Nous avons précisé que notre étude ne consiste pas en un « Change Laboratory », la méthode de recherche-intervention développée à l’Université d’Helsinsky par Engeström (2007), en raison du contexte de notre étude. Le projet @CTIF avait déjà démarré sur le terrain au moment du début de la présente recherche et il n’était pas possible de suivre une telle méthode malgré que nous nous souscrivions à un effort de développement de pratiques éducatives par les praticiens tout comme c’est le cas dans un « Change Laboratory ». De plus, dans un « Change Laboratory », c’est normalement le milieu qui vient à la recherche et non l’inverse et ce n’était pas le cas du projet @CTIF. Pour arriver à mettre en place une recherche-intervention de ce type, un espace est aménagé dans le milieu où des transformations sont souhaitées, dans lequel il y a des instruments pour analyser les perturbations et pour construire de nouveaux modèles pour la pratique observée. L’aide d’un chercheur interventionniste est convoitée et une équipe travaille à analyser les pratiques et les problèmes dans le milieu de travail. Ensuite, à partir de ce « miroir » de la situation problématique actuelle et à partir d’instruments conceptuels tels que le système d’activité et le cycle d’expansion, l’équipe retrace la source des troubles et en modélise les systèmes d’activité passés. L’activité courante est alors modélisée avec ses contradictions pour que les participants centrent leurs efforts de transformation sur les sources essentielles des problèmes. L’étape suivante est d’envisager le futur modèle de l’activité et sa réalisation (Engeström et al, 1996). Il s’agit là d’une description d’un cycle de l’apprentissage expansif parmi une série de plusieurs autres cycles et dans lesquels s’inscrivent et s’articulent de petits cycles de résolution de problèmes et d’apprentissage. Un « Change Laboratory » peut durer plusieurs années avant d’être complété.

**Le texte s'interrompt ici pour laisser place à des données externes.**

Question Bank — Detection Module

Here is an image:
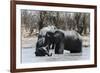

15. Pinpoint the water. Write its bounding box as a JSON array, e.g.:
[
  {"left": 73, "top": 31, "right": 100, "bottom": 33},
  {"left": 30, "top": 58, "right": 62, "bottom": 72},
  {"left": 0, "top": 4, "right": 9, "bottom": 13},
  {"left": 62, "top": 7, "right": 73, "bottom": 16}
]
[{"left": 22, "top": 47, "right": 90, "bottom": 63}]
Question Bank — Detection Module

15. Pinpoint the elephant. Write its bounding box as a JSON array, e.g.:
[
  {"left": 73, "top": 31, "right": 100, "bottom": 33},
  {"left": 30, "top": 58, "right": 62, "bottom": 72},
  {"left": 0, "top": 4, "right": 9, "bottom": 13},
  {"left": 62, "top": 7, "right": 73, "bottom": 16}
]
[
  {"left": 54, "top": 30, "right": 82, "bottom": 54},
  {"left": 35, "top": 37, "right": 52, "bottom": 56}
]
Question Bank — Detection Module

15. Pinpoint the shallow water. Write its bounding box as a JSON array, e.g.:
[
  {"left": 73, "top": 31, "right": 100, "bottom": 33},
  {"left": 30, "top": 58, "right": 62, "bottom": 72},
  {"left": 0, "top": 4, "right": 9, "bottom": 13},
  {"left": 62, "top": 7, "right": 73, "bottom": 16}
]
[{"left": 21, "top": 47, "right": 90, "bottom": 63}]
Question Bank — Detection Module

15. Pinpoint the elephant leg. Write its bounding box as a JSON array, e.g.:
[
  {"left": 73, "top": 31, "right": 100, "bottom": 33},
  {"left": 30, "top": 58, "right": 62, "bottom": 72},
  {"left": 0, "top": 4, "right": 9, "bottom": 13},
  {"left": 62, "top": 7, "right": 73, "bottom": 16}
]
[{"left": 55, "top": 43, "right": 64, "bottom": 54}]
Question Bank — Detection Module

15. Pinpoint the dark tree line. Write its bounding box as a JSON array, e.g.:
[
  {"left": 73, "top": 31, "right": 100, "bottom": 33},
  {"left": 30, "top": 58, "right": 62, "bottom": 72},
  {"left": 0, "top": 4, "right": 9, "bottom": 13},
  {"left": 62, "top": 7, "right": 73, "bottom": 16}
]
[{"left": 21, "top": 10, "right": 90, "bottom": 35}]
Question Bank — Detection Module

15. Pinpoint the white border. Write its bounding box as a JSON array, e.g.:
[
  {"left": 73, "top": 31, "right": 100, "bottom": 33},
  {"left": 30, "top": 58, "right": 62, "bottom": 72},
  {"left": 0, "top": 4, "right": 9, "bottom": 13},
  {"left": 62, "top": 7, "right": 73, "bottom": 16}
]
[{"left": 16, "top": 5, "right": 94, "bottom": 69}]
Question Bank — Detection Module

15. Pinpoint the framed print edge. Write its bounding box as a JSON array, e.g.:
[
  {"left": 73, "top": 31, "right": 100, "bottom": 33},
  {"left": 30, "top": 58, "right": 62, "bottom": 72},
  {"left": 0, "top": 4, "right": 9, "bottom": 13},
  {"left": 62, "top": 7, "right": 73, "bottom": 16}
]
[{"left": 10, "top": 1, "right": 97, "bottom": 73}]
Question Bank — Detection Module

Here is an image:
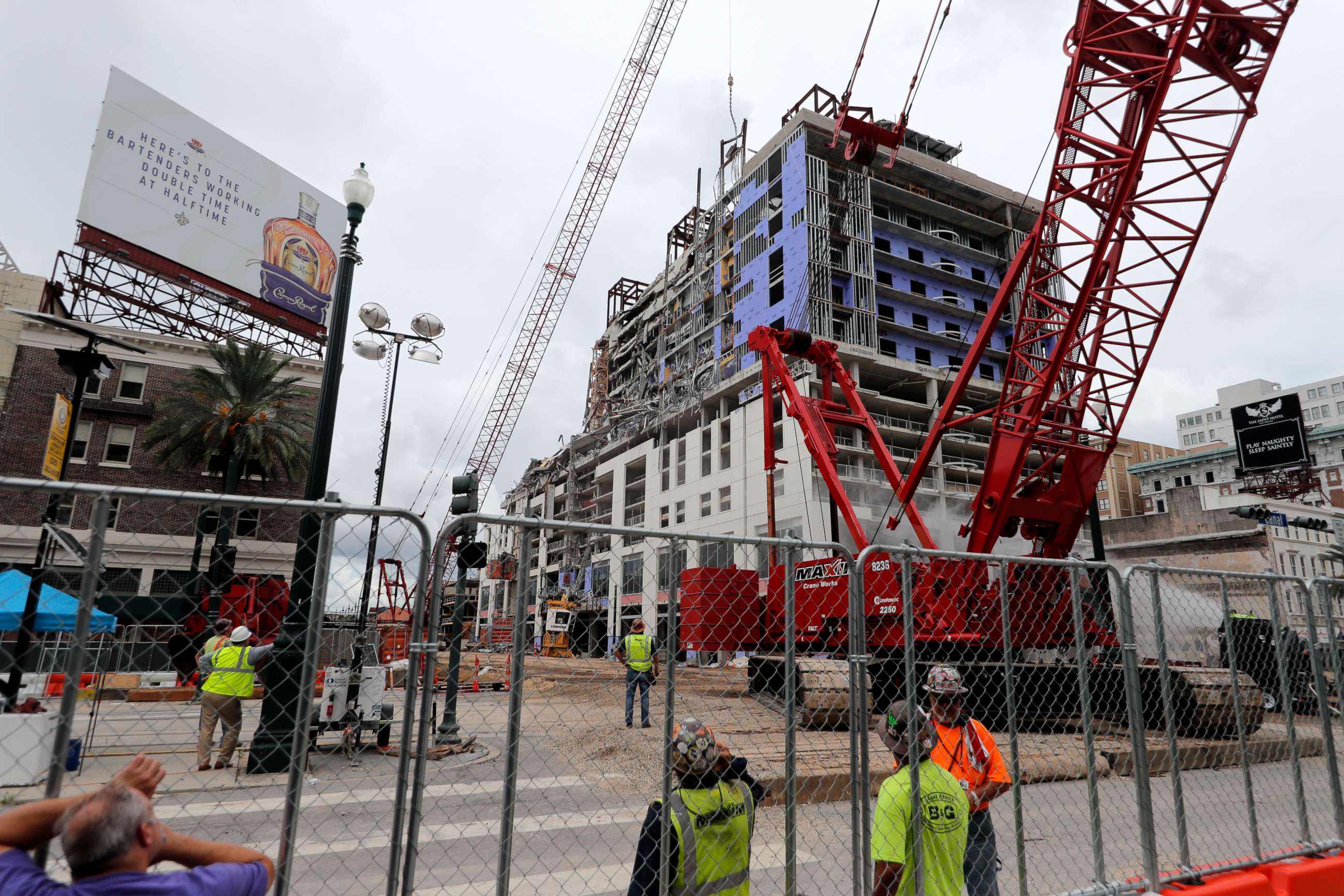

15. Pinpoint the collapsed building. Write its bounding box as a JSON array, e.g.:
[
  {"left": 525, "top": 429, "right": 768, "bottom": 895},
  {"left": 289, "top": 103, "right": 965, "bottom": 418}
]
[{"left": 479, "top": 86, "right": 1040, "bottom": 653}]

Mentionnons que notre recherche a exploré les systèmes d’activité dans un temps limité en mettant en perspective le système d’activité au démarrage du projet et ses formes culturellement avancées, un peu à la manière d’un « Change Laboratory ». Nous avons ressorti le système d’activité des sujets enseignants à trois moments précis, soit avant l’introduction des TIC, pendant l’intégration avec les sous-groupes et pendant l’intégration

131 avec toute la classe. Cette façon de faire peut nous mener à situer l’activité dans un cycle d’expansion, tel que conçu dans l’apprentissage expansif d’Engeström (Engeström, 1987). Nous n’avons que très peu abordé ce concept et nous nous sommes davantage centrée sur le 2e niveau de contradiction d’Engeström (1999), mais ce cycle peut être utilisé plus largement et les quatre niveaux de contradiction que nous avons évoqués constituent un modèle qui peut être associé aux phases du cycle expansif, tel que le précise Miettinen (2009).

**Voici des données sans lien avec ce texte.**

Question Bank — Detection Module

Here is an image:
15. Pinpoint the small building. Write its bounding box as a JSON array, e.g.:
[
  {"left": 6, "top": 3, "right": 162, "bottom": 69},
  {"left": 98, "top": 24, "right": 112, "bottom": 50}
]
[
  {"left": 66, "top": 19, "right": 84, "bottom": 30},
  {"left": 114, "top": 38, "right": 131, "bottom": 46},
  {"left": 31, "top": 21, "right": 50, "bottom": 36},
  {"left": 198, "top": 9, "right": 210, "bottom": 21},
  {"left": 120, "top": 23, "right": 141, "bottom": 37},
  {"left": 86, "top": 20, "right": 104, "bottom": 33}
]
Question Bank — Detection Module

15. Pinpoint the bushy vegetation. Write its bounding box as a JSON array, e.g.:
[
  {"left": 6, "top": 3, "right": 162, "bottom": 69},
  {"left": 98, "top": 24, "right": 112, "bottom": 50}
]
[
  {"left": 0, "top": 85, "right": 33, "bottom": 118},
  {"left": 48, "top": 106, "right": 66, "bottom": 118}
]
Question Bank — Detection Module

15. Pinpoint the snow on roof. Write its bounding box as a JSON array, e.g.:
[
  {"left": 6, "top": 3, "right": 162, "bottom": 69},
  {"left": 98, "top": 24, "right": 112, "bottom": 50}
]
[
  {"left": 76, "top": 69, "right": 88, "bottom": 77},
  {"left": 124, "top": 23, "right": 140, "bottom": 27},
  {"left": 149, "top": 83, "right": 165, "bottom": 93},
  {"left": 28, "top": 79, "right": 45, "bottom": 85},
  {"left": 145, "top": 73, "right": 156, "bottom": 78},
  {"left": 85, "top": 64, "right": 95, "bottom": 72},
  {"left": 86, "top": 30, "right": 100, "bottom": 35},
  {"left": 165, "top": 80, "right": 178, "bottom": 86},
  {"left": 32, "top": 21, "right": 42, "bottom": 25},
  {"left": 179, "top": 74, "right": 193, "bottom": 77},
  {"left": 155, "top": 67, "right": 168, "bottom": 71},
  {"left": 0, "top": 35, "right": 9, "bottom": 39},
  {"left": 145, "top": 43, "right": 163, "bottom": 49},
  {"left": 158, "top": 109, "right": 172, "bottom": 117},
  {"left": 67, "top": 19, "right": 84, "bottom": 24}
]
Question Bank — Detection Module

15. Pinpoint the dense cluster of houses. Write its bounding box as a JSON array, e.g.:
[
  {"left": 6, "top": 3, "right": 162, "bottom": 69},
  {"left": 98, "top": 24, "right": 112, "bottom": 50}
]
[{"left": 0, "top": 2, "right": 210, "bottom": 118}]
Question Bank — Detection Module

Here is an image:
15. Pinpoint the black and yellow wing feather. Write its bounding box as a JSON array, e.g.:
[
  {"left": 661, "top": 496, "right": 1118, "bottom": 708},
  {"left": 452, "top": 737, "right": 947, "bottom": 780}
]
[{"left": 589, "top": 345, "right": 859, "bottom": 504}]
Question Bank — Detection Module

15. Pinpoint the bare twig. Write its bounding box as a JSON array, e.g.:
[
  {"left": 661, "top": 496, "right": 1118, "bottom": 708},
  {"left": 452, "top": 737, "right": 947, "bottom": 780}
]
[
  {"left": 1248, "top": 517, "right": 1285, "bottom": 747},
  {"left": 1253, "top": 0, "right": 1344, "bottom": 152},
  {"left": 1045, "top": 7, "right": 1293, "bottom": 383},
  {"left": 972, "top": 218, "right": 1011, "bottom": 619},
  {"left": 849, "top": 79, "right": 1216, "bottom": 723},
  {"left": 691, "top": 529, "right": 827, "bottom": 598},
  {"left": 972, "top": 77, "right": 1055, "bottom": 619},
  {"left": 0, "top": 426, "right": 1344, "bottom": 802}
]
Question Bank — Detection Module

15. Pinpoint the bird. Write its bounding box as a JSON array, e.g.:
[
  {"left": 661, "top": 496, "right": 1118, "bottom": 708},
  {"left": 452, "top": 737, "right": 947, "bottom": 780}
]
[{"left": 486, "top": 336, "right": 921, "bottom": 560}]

Malgré la distance que présente notre recherche avec la méthode du « Change Laboratory », nous désirons pointer ce type de recherche comme étant une piste à suivre dans le cas de projets éducatifs développés dans les pays en voie de développement qui s’échelonnent sur plusieurs années. Pour ce qui est du projet @CTIF, le projet pourrait durer encore longtemps et s’étendre à d’autres pays. Ainsi, mener un « Change Laboratory » aurait pu s’avérer fort pertinent pour renouveler les pratiques enseignantes, en outre quand on tient compte de l’écart entre la pédagogie employée habituellement et celle proposée dans des projets issus de la culture nord-américaine. Avec un « Change Laboratory », l’équipe de travail serait majoritairement des praticiens du milieu de transformation, ce qui amènerait des propositions de transformation et d’actions en cohérence avec la culture et la réalité africaine dès le départ. Plus précisément, nous voulons spécifier par là que ce genre de méthode permet de gagner du temps tout en évitant des tensions qui sont inconnues aux praticiens d’ailleurs qui introduisent de nouvelles pratiques.